Publié le 19/02/2011

Les intiatives prises par certains sénateurs autour de la discussion de la proposition de loi Fourcade au Sénat ne plait pas à tout le monde. D’abord, la course de lenteur engagée par le Sénat exaspère la CSMF. Alors que la Haute Assemblée a été contrainte après 4 heures de discussion jeudi dernier de laisser en état la proposition de loi Fourcade nettoyant la réforme Bachelot de ces aspect les plus coercitifs, le syndicat de Michel Chassang stigmatise "l’attitude de certains sénateurs du centre et de l’opposition qui se sont livrés à une véritable obstruction interdisant l’examen de la totalité du texte". Rappelant son soutien à "la démarche pragmatique du sénateur Fourcade", la Conf’ réclame au gouvernement qu’il reprenne à son compte cette proposition de loi "et la soumette à nouveau aux deux assemblées le plus rapidement possible."
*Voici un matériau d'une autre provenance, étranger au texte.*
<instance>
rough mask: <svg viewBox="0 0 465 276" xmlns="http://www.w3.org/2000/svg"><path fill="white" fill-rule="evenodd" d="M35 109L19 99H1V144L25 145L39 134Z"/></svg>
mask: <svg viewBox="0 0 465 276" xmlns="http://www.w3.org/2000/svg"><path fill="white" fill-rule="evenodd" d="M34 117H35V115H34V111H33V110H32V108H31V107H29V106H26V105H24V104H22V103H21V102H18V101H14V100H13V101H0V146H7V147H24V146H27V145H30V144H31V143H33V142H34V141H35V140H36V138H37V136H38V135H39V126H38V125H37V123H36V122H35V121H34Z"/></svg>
Outre la suppression de la déclaration de congés pour les médecins et des pénalités pour refus d’un "contrat santé solidarité", l’autre point important de la proposition Fourcade concerne l’exercice pluridisciplinaire, avec notamment la création de la Sisa (société interprofessionnelle de soins ambulatoires). Cette fois, c’est la Fédération des maisons et pôles de santé qui critique le travail des sénateurs. Dans un communiqué, la FFMPS regrette que le Sénat ait cru bon, en commission, de "restreindre le champ des activités de la nouvelle société à venir et largement compliquer sa création, alors qu’elle était à l’origine prévue pour simplifier l’exercice pluri-professionnel et ouvrir des champs d’activité à ces équipes". En outre, la Fédération que préside Pierre de Haas regrette que le Sénat ait "écarté la possibilité du partage des données" entre professionnels exerçant en maisons de santé, "malgré les garanties apportées au secret professionnel et malgré le soutien des représentants des patients." La FFMPS se tourne vers l’Assemblée Nationale pour qu’elle corrige la copie des sénateurs.